跳舞猫日録

Life goes on brah!

2024/05/28 English

BGM: Sting - If I Ever Lose My Faith In You

It rained heavily today. During this morning's working time, I remembered why I had started learning English like this seriously and diligently after quitting alcohol at my 40. This year I will become 49, and when I was young I could have imagined this age as a symbol of a mature personality or a tranquil state of mind. But as I have written in these journals, even now I have to face the fact that my mind has always been moved by various tiny troublesome things this life keeps on affording to me.

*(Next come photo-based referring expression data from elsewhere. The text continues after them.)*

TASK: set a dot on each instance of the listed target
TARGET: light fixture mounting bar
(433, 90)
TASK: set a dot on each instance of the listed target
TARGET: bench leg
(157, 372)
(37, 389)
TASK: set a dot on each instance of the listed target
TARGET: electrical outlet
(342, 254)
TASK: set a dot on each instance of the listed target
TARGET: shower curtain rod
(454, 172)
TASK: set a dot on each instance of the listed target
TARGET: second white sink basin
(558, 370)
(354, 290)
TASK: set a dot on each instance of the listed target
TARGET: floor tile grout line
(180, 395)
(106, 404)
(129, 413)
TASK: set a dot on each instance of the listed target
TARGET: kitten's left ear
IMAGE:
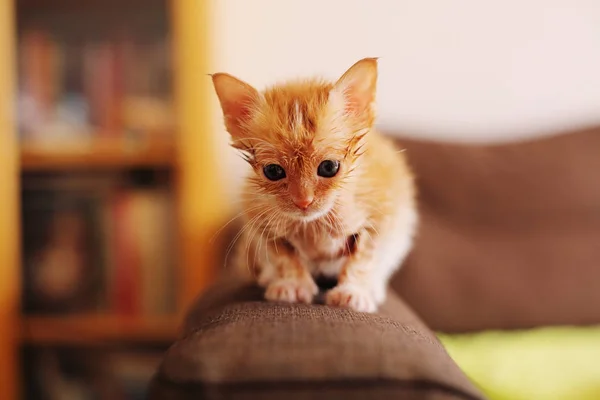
(237, 99)
(357, 88)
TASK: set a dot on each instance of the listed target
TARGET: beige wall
(472, 69)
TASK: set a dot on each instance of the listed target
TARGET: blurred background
(115, 172)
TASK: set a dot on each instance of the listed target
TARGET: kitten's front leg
(357, 280)
(285, 276)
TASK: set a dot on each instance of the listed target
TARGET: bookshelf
(180, 153)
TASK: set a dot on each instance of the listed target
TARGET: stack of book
(97, 244)
(72, 89)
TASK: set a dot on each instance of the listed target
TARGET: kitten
(327, 194)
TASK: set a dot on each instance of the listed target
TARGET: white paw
(292, 290)
(351, 296)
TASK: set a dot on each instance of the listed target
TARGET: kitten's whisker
(231, 220)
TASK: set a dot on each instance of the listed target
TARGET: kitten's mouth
(309, 215)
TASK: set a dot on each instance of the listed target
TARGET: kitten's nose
(303, 202)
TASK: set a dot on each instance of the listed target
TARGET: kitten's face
(302, 139)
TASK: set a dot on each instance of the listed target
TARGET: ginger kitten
(328, 195)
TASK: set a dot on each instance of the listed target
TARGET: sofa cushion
(235, 345)
(509, 234)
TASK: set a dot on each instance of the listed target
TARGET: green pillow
(552, 363)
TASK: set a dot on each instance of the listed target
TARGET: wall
(457, 70)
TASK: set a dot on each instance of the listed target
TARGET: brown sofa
(509, 238)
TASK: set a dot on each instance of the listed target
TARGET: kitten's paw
(292, 291)
(351, 296)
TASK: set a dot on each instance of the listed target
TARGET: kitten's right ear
(237, 100)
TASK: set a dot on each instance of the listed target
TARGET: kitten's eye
(328, 168)
(274, 172)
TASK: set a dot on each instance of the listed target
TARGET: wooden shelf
(98, 329)
(98, 154)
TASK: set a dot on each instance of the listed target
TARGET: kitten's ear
(237, 100)
(357, 88)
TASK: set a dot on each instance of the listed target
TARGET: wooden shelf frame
(99, 154)
(192, 156)
(98, 329)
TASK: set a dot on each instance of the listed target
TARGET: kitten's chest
(319, 247)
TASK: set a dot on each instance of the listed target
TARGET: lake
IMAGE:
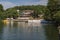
(28, 31)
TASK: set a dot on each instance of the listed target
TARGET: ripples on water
(28, 31)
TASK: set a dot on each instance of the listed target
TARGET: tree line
(51, 11)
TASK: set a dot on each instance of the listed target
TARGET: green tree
(52, 9)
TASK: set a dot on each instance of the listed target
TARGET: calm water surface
(28, 31)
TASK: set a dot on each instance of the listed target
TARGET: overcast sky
(12, 3)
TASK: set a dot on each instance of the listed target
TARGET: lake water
(28, 31)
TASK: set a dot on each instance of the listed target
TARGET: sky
(11, 3)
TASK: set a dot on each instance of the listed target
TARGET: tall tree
(1, 8)
(52, 8)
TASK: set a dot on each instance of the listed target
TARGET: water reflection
(28, 31)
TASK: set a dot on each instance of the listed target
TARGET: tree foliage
(52, 13)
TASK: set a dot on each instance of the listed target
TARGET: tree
(52, 9)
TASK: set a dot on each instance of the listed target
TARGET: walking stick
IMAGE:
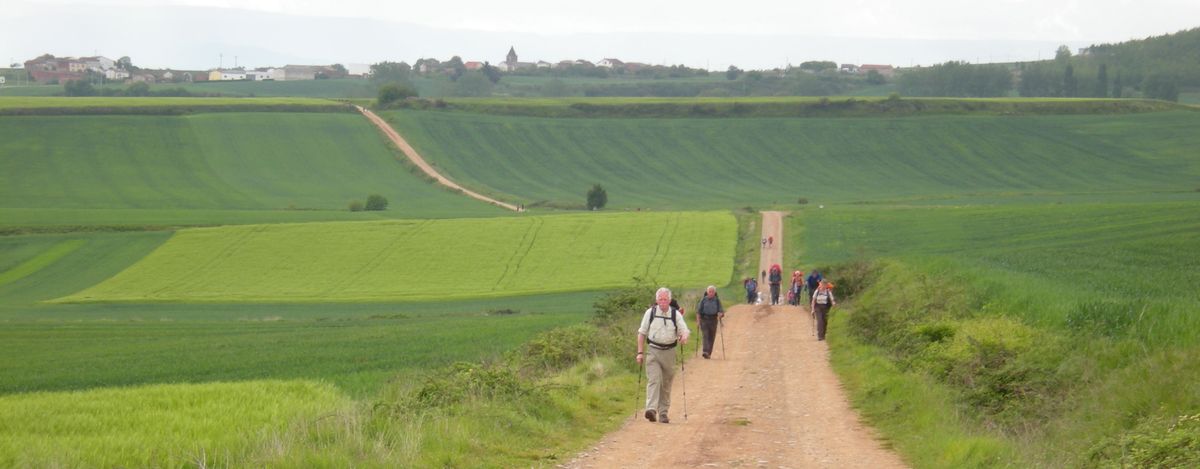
(683, 376)
(641, 368)
(720, 328)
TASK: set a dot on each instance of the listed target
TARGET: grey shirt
(661, 329)
(709, 306)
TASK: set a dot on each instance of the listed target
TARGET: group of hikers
(775, 277)
(664, 328)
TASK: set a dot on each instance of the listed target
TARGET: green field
(205, 168)
(154, 426)
(1030, 299)
(691, 163)
(355, 346)
(15, 103)
(1062, 256)
(1053, 335)
(430, 259)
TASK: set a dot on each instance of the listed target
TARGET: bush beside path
(769, 400)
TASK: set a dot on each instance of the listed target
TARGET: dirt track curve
(771, 402)
(425, 166)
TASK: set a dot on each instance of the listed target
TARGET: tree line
(1156, 67)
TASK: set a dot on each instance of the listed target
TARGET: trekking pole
(641, 368)
(720, 326)
(683, 374)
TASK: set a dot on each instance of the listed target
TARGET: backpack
(675, 324)
(822, 298)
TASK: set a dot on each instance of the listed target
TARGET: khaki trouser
(659, 374)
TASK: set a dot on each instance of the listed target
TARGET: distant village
(51, 70)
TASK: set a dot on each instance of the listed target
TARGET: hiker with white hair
(663, 329)
(708, 314)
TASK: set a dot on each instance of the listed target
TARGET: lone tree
(377, 203)
(395, 91)
(597, 198)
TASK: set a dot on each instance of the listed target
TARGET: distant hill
(709, 163)
(1175, 54)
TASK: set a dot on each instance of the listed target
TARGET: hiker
(751, 289)
(822, 300)
(777, 277)
(708, 313)
(813, 282)
(663, 329)
(796, 288)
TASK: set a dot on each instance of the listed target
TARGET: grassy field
(358, 347)
(207, 168)
(1051, 335)
(1065, 256)
(155, 426)
(430, 259)
(690, 163)
(160, 106)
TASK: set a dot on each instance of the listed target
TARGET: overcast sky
(751, 34)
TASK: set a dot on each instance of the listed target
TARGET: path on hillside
(773, 401)
(425, 166)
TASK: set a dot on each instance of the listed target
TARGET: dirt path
(772, 402)
(425, 166)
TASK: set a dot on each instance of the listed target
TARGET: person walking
(796, 288)
(708, 314)
(663, 329)
(822, 301)
(777, 278)
(813, 282)
(751, 289)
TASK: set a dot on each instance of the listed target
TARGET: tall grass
(1050, 335)
(216, 424)
(693, 163)
(207, 168)
(427, 259)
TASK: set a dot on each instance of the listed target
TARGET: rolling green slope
(189, 169)
(1050, 335)
(735, 162)
(427, 259)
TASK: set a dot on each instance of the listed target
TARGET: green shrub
(623, 304)
(1104, 317)
(376, 203)
(564, 347)
(1156, 443)
(395, 92)
(459, 383)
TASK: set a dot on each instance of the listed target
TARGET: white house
(610, 64)
(115, 74)
(99, 64)
(227, 74)
(297, 72)
(259, 74)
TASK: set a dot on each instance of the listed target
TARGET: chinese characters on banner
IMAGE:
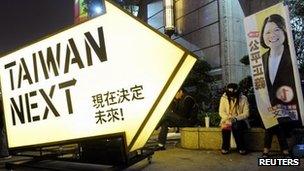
(273, 66)
(106, 103)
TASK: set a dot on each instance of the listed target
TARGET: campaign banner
(110, 75)
(273, 66)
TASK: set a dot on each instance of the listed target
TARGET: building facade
(212, 29)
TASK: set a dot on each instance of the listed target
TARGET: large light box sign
(109, 75)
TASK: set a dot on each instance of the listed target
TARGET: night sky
(24, 21)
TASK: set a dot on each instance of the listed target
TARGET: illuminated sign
(109, 75)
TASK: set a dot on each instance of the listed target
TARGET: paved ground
(173, 158)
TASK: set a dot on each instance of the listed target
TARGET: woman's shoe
(224, 151)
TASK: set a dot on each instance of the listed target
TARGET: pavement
(173, 158)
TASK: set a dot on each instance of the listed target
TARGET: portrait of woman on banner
(278, 69)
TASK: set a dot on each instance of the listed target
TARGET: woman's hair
(279, 21)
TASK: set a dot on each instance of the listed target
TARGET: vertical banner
(273, 66)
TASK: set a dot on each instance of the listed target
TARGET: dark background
(25, 21)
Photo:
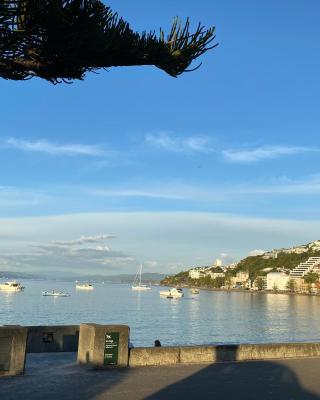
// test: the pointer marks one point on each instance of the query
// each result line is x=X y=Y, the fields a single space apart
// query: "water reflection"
x=210 y=317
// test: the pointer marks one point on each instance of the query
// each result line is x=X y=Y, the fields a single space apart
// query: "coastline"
x=245 y=290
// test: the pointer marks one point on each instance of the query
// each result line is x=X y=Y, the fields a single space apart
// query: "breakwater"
x=99 y=341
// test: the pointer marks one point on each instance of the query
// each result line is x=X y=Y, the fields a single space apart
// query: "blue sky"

When I was in my 30s, I read a column in a magazine, that taught me about a rockstar Sting's life history. Once he had been a teacher, but one day he tried to imagine how his life would become after 10 years. Then, he found that he would do the same pretty boring job for him even after those years... So, he decided to start a new carrer as a musician. That column told me like that (probably my memory isn't correct enough, but I accepted his story as this.) So, I tried to imagine my "10 years after" like him, and also found nothing in my future...

At 40, the age when I had just quit alcohol and tried to start a new life with a sober mind, I started learning English once again after a long blank since my college days. At the beginning, even though I had studied English literature at a college, I could write nothing smoothly/fluently. But bit by bit, my friends started praising my English as a good one, and now I also can find a certain pleasure in using English. Oh, that was also about "10 years" ago... As I wrote, everything is certainly changing as now.

What if I couldn't have met my friends? What if I didn't show my English to my job coach? Reading my English, that friend said to me "Your English is so cool." That comment has been still alive in me, so I can keep on learning English as a tiny mission of mine. Mission... when I was a heavy drinker, I had strictly believed (or tried to believe) that my life must have no meaning at all, therefore I must be a loser. Now, I can find that learning English is a certain mission of mine, to become a kind of "bridge" between this town and the world.